The fulfillment function (also referred to as circulation, distribution, and/or subscription management) is the backbone of the publishing operation, connecting customers to content. The fulfillment operation is responsible for invoicing customers, generating renewals, receiving and tracking payments, and delivering the goods purchased. This includes physical distribution involving printers, warehousing, and postal regulations as well as electronic delivery with its own issues of technical support, user authentication, and access rights.

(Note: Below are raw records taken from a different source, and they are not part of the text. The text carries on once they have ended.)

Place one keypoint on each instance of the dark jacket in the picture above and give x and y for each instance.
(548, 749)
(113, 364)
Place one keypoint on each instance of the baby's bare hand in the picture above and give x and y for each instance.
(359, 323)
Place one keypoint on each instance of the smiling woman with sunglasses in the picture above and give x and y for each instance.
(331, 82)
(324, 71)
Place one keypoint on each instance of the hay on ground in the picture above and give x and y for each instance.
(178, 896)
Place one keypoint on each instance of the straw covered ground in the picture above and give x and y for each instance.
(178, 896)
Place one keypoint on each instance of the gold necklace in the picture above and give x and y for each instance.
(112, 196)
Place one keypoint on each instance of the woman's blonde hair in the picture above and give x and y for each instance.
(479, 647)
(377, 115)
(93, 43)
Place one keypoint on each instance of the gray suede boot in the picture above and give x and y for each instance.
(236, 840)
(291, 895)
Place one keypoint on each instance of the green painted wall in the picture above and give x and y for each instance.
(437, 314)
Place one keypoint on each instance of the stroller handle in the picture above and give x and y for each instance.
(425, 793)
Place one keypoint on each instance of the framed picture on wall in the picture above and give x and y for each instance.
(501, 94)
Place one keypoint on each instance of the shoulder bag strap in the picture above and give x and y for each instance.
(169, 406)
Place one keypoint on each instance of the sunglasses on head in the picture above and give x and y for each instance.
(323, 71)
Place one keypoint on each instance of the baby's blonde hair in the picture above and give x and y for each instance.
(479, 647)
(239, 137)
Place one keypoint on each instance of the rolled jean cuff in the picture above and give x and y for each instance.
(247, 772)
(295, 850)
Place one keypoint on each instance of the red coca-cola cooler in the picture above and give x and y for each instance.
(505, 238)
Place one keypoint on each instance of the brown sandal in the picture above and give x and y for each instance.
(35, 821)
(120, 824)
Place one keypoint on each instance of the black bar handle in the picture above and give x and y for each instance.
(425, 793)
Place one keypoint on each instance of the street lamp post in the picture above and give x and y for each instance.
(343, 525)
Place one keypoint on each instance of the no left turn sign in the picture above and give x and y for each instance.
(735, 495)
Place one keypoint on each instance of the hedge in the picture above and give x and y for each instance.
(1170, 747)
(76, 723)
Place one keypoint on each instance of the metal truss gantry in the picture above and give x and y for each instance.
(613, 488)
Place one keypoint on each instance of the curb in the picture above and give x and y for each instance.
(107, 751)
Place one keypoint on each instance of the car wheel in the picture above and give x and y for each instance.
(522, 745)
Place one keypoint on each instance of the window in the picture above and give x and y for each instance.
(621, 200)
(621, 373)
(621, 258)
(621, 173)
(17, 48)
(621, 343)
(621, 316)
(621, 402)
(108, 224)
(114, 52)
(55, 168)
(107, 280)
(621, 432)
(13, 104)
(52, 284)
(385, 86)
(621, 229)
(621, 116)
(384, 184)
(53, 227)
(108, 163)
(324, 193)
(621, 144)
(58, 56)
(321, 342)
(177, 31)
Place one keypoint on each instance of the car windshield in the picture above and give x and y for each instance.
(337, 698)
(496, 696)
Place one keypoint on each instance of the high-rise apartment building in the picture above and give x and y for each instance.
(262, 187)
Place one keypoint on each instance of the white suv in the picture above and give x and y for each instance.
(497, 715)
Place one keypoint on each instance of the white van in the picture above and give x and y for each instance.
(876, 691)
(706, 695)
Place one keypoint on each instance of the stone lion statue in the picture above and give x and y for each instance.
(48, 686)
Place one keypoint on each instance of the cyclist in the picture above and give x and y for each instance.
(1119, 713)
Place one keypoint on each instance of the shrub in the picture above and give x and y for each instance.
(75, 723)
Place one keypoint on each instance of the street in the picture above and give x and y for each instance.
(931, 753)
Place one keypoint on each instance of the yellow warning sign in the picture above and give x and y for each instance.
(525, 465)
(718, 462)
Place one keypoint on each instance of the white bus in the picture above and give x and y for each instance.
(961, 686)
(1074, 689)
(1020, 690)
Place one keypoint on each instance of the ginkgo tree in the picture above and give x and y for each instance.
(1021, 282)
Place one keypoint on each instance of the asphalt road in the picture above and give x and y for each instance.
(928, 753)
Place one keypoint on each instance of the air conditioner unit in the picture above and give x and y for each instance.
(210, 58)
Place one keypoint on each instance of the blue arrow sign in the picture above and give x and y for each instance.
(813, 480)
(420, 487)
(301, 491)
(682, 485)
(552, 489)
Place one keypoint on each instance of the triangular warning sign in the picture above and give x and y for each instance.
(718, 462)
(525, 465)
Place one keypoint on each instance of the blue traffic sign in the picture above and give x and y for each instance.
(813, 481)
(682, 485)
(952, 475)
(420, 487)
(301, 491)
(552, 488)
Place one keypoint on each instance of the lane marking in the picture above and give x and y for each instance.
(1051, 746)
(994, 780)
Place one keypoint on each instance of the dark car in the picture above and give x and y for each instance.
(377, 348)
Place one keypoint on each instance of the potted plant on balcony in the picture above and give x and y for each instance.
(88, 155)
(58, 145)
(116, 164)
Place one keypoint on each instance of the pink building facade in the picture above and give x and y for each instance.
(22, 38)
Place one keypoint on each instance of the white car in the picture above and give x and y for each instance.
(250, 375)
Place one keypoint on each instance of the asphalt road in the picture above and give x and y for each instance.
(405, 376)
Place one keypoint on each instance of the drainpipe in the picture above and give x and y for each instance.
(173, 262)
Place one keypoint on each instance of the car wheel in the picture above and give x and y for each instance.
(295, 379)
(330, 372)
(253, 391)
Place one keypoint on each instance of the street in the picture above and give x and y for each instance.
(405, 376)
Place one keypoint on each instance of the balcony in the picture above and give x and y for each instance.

Regardless of whether the “deliverable” is print or electronic, the fulfillment team needs to work closely with subscription agents, online hosting services, printers, the marketing and editorial departments, and the company’s own accounting systems. As with the discussion of marketing in the previous chapter, we will discuss “fulfillment” in the broadest sense, regardless of which department is responsible for the various activities that constitute it.
Online publishing has turned fulfillment into a 24/7 operation, very different from what was necessary to distribute print journals. With print, institutional “subscribers” were essentially shipping addresses, often with multiple mail drops within a single institution – but seldom related to each other in the publisher’s database at an institutional or “customer” level. Indeed, many of the publisher’s institutional customers were completely unknown to the publisher, buried in bulk-copy orders from subscription agents, who then redelivered the copy to the final recipient. Publishers and agents sometimes argued over who “owned” such customers, and agents were not always willing to identify them to the publisher.